What is Gratuity? Eligibility, Calculation and Rules Explained Simply
Gratuity is a statutory benefit provided by employers to employees as a reward for long-term service. Many employees hear about gratuity but are unsure about eligibility, calculation, and when it can be claimed. This article explains gratuity in simple words for easy understanding.
Gratuity is paid by an employer to an employee who has completed a minimum period of continuous service. It is governed by labor laws and is applicable to establishments that employ a specified number of employees.
An employee becomes eligible for gratuity after completing five years of continuous service with the same employer. Gratuity is payable in cases of resignation, retirement, superannuation, or death. In case of death or disability, the five-year condition is not mandatory.
Gratuity is calculated based on the employee’s last drawn basic salary and years of service. The commonly used formula is based on 15 days’ salary for each completed year of service. Only completed years of service are considered for calculation as per applicable rules.

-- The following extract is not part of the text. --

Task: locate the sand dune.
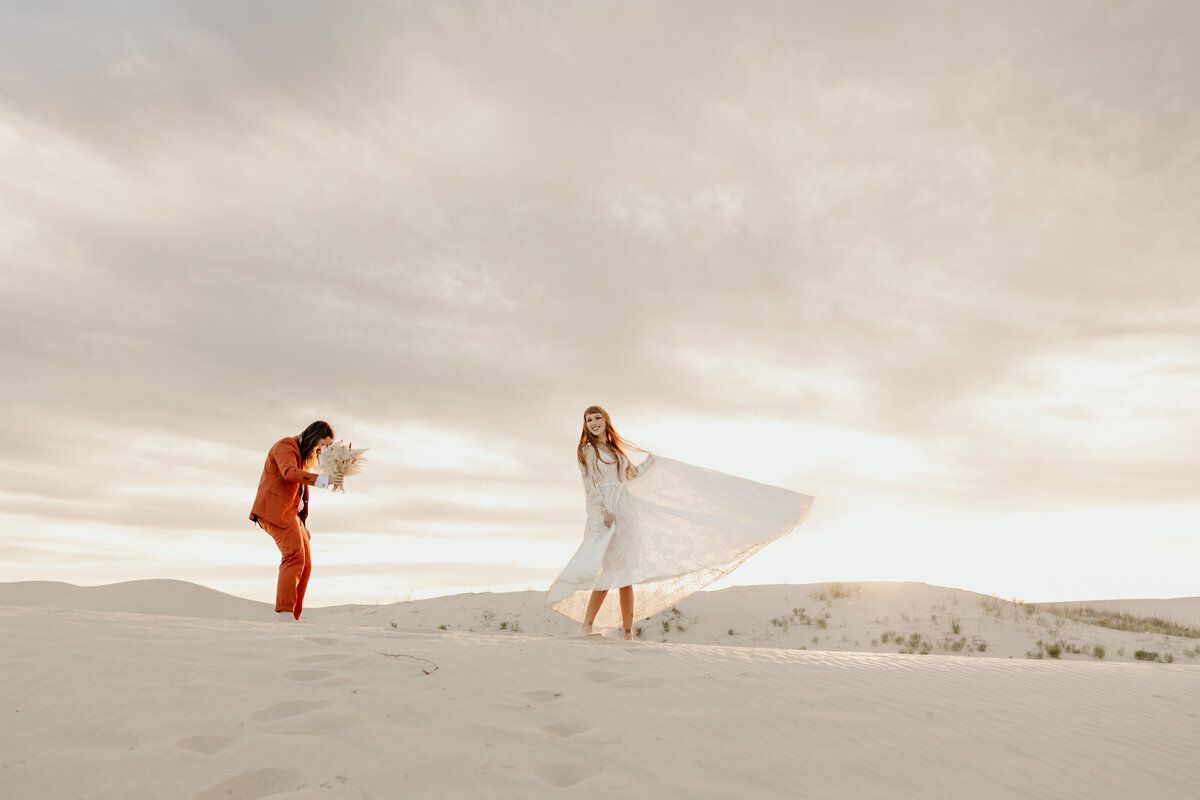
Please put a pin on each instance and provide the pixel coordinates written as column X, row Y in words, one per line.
column 120, row 703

For example, if an employee has worked for several years and meets eligibility conditions, gratuity is paid as a lump sum amount by the employer at the time of exit. This amount helps employees manage financial needs after leaving the organization.
Gratuity provides financial security and acts as a reward for loyalty and long-term association with an organization. Employees should be aware of gratuity rules so they can plan their career and finances better.
In conclusion, gratuity is an important employee benefit that recognizes long service. Understanding gratuity rules and eligibility helps employees avoid confusion at the time of resignation or retirement.